Mi padre siempre me dijo que Estopa triunfó porque Extremoduro no sacó disco ese año. Lo decía medio en broma, medio en serio, pero había algo de verdad en esa frase. Se podría decir lo mismo de Melendi, o de Marea. De tantos otros. La cantidad de grupos que han sido influidos por Robe -consciente o inconscientemente- es inabarcable. No porque todos sonaran igual, sino porque todos bebían de la misma fuente: la certeza de que se podía hacer música sin pedir permiso.
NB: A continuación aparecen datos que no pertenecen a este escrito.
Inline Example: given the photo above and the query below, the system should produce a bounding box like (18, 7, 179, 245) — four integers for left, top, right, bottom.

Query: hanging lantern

Robe abrió una grieta por la que se colaron muchos. Algunos la atravesaron con respeto; otros la convirtieron en fórmula. Pero todos pasaron por ahí. Porque Extremoduro no solo marcó un estilo: legitimó una actitud. Demostró que se podía cantar mal, desafinar, gritar, susurrar, mezclar a Lorca con una resaca, hablar de drogas, de amor, de miedo, de clase, de derrota, sin maquillar nada. Y que aun así, o precisamente por eso, la gente iba a escuchar.
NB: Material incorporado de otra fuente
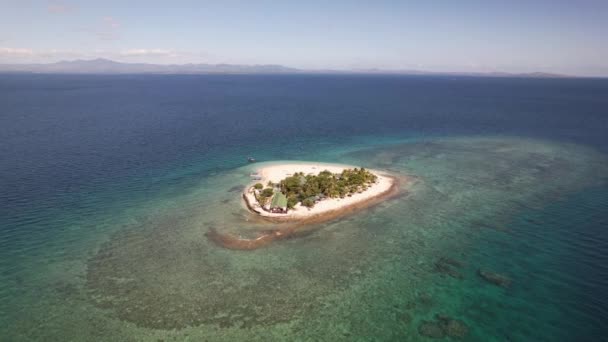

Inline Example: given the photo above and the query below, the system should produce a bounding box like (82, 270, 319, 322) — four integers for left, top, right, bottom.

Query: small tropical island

(243, 163, 396, 221)
(207, 162, 405, 250)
Hay artistas que acompañan épocas. Robe acompañó vidas enteras. La adolescencia confusa, el primer amor que dolió más de la cuenta, las noches largas, las amistades que ya no están, los bares cerrados, las carreteras secundarias. Extremoduro estaba ahí cuando no sabíamos ponerle nombre a lo que nos pasaba. Y eso no se olvida.
Por eso esta despedida no es triste. Es agradecida. Porque no se despide a alguien que se va, sino a alguien que ya se ha quedado para siempre. Aunque su voz se haya apagado, aunque su presencia física ya no esté, las canciones siguen haciendo su trabajo. Siguen entrando donde hace falta. Siguen rompiendo algo por dentro para que vuelva a crecer mejor..
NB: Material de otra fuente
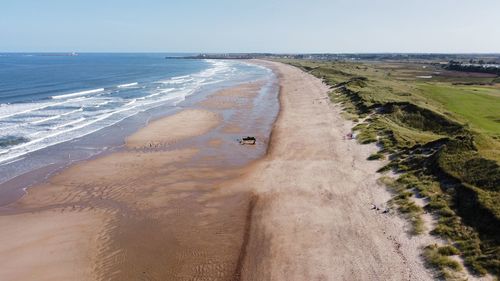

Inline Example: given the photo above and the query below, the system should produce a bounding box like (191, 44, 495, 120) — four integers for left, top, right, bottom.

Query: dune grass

(281, 59, 500, 278)
(380, 176, 425, 235)
(423, 245, 463, 279)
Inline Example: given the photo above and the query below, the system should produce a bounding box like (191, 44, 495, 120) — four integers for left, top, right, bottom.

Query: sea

(0, 53, 273, 205)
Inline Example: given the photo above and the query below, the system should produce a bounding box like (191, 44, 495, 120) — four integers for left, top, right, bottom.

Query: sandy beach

(238, 61, 435, 280)
(0, 61, 435, 280)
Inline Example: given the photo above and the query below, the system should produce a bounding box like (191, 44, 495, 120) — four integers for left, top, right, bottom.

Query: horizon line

(1, 51, 500, 55)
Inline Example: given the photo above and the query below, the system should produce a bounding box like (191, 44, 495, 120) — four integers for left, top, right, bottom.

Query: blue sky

Hoy mucha gente dirá que ya no hay grupos como antes. Que ya no se escriben letras así. Que ya no se siente igual. Puede que tengan razón. Pero no porque falte talento, sino porque hay voces irrepetibles. Y Robe es una de ellas. No se hereda, no se clona, no se reemplaza. Se escucha. Se agradece.
En mi casa seguirá sonando Extremoduro. Ya no en cintas ni en CDs, pero sí en la memoria y en plataformas digitales. En frases que vuelven sin avisar. En silencios que suenan a verso. En esa sensación de haber sido entendido por alguien que no te conocía de nada.
Esta no es una despedida definitiva. Es un hasta aquí. Un cerrar los ojos un momento y decir gracias. Gracias por tanto ruido. Por tanta belleza rota. Por enseñarnos que a veces vivir consiste simplemente en no traicionarse.
Gracias por tanto Robe.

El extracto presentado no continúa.